Let's write the expression as:

[MATH]\frac{(x-a)(x-b)}{(a-c)(b-c)}-\frac{(x-a)(x-c)}{(a-b)(b-c)}+\frac{(x-b)(x-c)}{(a-b)(a-c)}[/MATH]
Now, we see the LCD is [MATH](a-b)(a-c)(b-c)[/MATH]
Hence, we get:

[MATH]\frac{(x-a)(x-b)(a-b)-(x-a)(x-c)(a-c)+(x-b)(x-c)(b-c)}{(a-b)(a-c)(b-c)}[/MATH]
What do you get when you expand the numerator, and collect like terms?

 

[Mi0]

You get (a^2b−a^2c−ab^2+ac^2+b^2c−bc^2)/(a-b)(a-c)(b-c)

 

[MarkFL]

Let's just work with the numerator for now...you correctly obtained:

[MATH]a^2b−a^2c−ab^2+ac^2+b^2c−bc^2[/MATH]
Now, what do you get when you expand the denominator?

 

[Mi0]

a^b−a^2c−ab^2+ac^2+b^2c−bc^2

 

[MarkFL]

I think you meant:

[MATH]a^2b−a^2c−ab^2+ac^2+b^2c−bc^2 [/MATH]
And this is correct.
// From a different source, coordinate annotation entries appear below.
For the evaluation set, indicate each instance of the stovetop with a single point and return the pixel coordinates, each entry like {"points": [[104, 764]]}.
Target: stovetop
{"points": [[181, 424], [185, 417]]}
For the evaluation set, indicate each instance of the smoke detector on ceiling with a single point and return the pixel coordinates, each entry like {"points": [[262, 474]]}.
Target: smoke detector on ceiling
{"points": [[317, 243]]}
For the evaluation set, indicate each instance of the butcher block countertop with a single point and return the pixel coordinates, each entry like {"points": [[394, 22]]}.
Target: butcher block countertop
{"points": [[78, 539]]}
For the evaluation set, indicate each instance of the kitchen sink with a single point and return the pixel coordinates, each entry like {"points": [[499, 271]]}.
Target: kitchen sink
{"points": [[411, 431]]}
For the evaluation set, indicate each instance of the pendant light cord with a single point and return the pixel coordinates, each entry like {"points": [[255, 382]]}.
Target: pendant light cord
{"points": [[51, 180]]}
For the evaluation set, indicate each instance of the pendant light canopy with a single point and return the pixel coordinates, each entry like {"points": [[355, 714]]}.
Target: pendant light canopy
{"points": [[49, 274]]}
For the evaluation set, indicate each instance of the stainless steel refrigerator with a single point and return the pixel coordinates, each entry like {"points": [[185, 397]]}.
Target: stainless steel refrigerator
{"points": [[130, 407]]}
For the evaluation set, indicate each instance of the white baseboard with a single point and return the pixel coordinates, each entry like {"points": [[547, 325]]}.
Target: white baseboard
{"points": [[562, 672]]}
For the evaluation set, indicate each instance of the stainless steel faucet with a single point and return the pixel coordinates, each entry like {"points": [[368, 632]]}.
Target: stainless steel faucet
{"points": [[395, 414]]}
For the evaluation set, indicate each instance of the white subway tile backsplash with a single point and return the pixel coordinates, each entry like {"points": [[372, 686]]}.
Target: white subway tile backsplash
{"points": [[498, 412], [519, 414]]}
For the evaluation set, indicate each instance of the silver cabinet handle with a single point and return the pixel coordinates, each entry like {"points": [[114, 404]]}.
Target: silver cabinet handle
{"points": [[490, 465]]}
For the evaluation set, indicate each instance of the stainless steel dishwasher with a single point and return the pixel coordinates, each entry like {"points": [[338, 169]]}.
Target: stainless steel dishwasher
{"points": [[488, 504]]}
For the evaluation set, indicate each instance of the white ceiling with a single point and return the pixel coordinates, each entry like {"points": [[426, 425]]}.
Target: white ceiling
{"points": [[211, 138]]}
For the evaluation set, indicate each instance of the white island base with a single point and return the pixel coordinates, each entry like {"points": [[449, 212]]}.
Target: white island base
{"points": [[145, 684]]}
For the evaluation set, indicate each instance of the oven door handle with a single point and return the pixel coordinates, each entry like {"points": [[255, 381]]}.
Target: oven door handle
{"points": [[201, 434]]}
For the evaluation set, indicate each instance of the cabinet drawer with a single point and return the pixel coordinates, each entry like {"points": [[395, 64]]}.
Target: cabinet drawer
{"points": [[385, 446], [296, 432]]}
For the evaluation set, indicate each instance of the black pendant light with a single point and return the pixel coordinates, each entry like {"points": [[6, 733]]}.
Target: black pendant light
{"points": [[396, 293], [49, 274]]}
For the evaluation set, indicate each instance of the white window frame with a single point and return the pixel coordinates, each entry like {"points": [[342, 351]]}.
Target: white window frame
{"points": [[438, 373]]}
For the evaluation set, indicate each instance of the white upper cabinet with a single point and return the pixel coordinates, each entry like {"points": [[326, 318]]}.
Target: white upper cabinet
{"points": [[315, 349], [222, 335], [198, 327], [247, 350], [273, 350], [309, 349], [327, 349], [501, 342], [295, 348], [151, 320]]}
So what does the entire rational expression reduce to?

 

[Mi0]

Ah I see it is 1. Thank you very much sir

 

[lookagain]

(x−a)(x−b)/(c−b)(c−a)+(x−a)(x−c)/(b−a)(b−c)+(x−b)(x−c)/(a−b)(a−c)

MiO, for this and similar expressions written in horizontal style, you need added grouping symbols:

(x − a)(x − b)/[(c − b)(c − a)] + (x − a)(x − c)/[(b − a)(b − c)] + (x − b)(x − c)/[(a − b)(a − c)] =

[(x - a)(x - b)(a - b) - (x - a)(x - c)(a - c) + (x - b)(x - c)(b - c)]/[(a - b)(a - c)(b - c)] =

(a^2b − a^2c − ab^2 + ac^2 + b^2c − bc^2)/[(a - b)(a - c)(b - c)] =

(a^2b − a^2c − ab^2 + ac^2 + b^2c − bc^2)/(a^2b − a^2c − ab^2 + ac^2 + b^2c − bc^2) =

1